DIA BUKAN ARWAH (Dukun Prewangan)




            “Setiap karya seni memiliki roh, tak terkecuali musik. Bukankah itu yang dikatakan d’rumus saat workshop kemarin.” Dani begitu bersemangat menjelaskan pada ketiga anggota band lainnya.
            “Bukan hanya itu saja Dani, ingat juga kata-kata doctor Memet.” Rudi menimpali. “Ada unsur harmoni, dinamika, dan yang penting satu misi dalam kelompok.”
            “Itu dia, kita harus punya roh yang sama. Kita akan melebihi idola kita d’rumus, jika kita melibatkan roh dalam karya kita.” Dani berkata setelah meletakkan cangkir kopinya.
            “Melibatkan roh? Maksudmu apa Dan.” Goprak menanggapi.
            “Begini.” Dani membetulkan posisi duduknya. “Kalian pasti pernah dengar, arwah orang  meninggal ada yang belum diterima di akhirat, mereka harus mengumpulkan sejumlah pahala di bumi untuk bekal ke akhirat, namun karena mereka tidak lagi memiliki tubuh fisik maka mereka menggunakan media manusia yang masih hidup.”
            “Dukun prewangan.” Mahesa memotong. “Aku tidak setuju dengan idemu.
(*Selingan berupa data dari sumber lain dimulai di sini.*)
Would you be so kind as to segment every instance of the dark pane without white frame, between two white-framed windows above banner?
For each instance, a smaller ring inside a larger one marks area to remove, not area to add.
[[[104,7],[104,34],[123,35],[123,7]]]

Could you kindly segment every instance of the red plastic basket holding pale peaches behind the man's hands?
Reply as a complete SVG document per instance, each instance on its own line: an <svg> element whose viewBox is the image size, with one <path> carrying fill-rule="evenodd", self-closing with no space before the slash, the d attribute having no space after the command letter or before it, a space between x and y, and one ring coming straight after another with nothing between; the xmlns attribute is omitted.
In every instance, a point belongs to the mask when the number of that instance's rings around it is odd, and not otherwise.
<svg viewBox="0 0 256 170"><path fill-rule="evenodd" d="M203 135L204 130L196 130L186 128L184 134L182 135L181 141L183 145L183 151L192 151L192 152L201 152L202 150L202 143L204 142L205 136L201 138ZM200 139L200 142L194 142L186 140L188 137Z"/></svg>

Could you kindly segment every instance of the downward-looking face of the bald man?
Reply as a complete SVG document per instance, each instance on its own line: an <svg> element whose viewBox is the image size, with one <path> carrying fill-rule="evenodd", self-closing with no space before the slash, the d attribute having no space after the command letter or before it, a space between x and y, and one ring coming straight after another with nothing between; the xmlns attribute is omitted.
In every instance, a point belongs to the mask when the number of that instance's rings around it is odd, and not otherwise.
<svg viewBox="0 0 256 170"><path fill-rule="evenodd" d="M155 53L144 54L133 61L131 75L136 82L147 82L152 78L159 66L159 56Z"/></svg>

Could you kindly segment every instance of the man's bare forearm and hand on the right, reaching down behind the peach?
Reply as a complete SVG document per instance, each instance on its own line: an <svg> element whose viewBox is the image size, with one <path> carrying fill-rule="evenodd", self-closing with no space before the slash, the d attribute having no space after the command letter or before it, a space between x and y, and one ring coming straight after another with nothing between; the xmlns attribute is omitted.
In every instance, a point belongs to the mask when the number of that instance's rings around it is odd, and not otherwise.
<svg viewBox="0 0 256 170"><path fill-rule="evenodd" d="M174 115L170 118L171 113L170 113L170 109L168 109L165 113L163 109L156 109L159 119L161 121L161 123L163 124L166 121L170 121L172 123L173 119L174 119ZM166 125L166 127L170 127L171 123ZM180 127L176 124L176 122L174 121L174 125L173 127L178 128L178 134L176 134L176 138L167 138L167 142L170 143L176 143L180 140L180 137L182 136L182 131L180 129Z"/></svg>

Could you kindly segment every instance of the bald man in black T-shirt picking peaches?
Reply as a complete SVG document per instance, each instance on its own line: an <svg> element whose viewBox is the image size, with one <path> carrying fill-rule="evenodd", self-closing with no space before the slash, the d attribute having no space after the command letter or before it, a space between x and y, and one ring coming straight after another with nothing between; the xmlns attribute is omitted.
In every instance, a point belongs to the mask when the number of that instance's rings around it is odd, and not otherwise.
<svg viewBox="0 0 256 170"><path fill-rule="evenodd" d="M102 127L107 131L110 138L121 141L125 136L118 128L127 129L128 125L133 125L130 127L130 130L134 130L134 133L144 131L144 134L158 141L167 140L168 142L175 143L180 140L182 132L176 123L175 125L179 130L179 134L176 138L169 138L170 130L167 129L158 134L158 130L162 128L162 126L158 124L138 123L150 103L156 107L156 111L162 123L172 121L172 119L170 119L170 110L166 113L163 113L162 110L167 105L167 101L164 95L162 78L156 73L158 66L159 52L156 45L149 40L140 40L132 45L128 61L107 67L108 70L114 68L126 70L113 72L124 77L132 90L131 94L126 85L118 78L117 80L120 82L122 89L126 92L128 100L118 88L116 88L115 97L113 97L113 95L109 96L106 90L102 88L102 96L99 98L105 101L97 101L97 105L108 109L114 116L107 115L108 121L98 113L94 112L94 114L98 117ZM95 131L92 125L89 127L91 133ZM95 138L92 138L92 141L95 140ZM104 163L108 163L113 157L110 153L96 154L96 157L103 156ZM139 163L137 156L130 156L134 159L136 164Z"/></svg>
Meminta bantuan arwah memang bisa membuat kita jaya, namun karya yang kita hasilkan adalah karya arwah tersebut bukan karya kita. Bukankan kita sendiri punya daya kreativitas, lagipula jika kita membantu arwah maka pahala yang kita kerjakan akan dihitung sebagai pahala arwah tersebut.”
            “Tapi kreativitas kita hanya segini-segini saja, tak ada kemajuan Mahesa. Sekarang terserah kalian, mau ikut ideku atau kalian punya ide lain.” Kata Dani.
            “Jika kalian menggunakan cara dukun prewangan, maka aku memilih keluar dari Dargom.” Mahesa menegaskan. “Kita masih punya Tuhan yang bisa kita minta pertolongan Dan, Rud, Prak, Ingat itu.”
            “Jangan terbawa emosi teman-teman.” Goprak menengahi. “Kita sudah berusaha dan berdoa selama ini, namun belum juga berhasil. Lebih baik kita renungkan dulu pembicaraan kita hari ini, kamis depan kita berkumpul lagi di tempat ini untuk mengambil langkah. Mahesa, tolong jangan berfikir pendek untuk keluar, ingat nama band kita DARGOM yaitu singkatan dari Dani, Rudi, Goprak dan Mahesa.”
            “Baiklah, kita ketemu lagi kamis depan.” Rudi menutup diskusi malam itu.
            Malam semakin larut, tiap individu telah berada di kamar masing-masing. Rudi dan Goprak telah berpetualang di alam mimpi masing-masing. Sementara Dani tak mampu memejamkan mata, dipandangi gitar yang tergantung di dinding kamarnya, telinganya hanya menangkap suara detak jam dinding, namun pikirannya dipenuhi suara-suara yang selama ini ia dengar, seakan muncul silih berganti.
            “Maaf, genrenya apa ya kok tidak jelas pop bukan rock terlalu lembek.”
            “Berisik, tak bisa dinikmati.”
            “Jangan dengarkan kata orang, main musik mainkan saja sesuai suara hati.”
            “Tidak perlu ikuti pasar, bauatlah pasarmu sendiri.”
            “Mas, tujuannya untuk apa? Musik industri atau hanya koleksi pribadi.”
            “Genre musiknya tidak cocok untuk tahun ini, musik kalian cocoknya sepuluh tahun yang lalu. Ini bukan rock, ini lebih ke pop. Coba cari refrensi yang baru-baru.”
            “Lagunya tidak enak didengar.”
            “Coba cordnya jangan do sol fa, buat nada-nada tujuh, biar tidak umum nadanya.”
            “Menciptakan musik itu sesuai kata hati, kecuali musik pesanan seperti jingle suatu produk. Mereka yang berkomentar tidak membiayai musik kalian, kok kalian bingung. Kecuali tata krama di panggung itu boleh komentar. Tapi karya itu bersifat pribadi, suara hati kalian.”
            “Semakin lokal sebuah karya maka akan semakin berpotensi dikenal global.”
            “Kalian tentukan segmen pasarnya, apakah hanya didengar komunitas atau untuk komersil. Tentukan dulu tujuannya.”
            “Drum kalian beat semangat, tapi gitarnya tidak terlalu, vocalnya juga tidak mendukung, Jadi sebenarnya kiblat musik kalian ke mana?”
            “Lanjutkan saja, yang penting kalian punya karya sendiri itu sudah merupakan kelebihan, daripada punya kemapuan tinggi tapi hanya meniru.”
            Tak terasa Danipun terlelap, kata-kata diatas sebagian terbawa ke alam mimpi. Pada saat bersamaan, Mahesa memanjatkan doa.
            “Tuhan tolonglah dargom, jangan sampai kawan-kawanku mengambil jalan pintas hanya demi ketenaran. Namun jika kami tetap berbeda dalam langkah, maka ijinkan aku meninggalkan band ini. Amin.”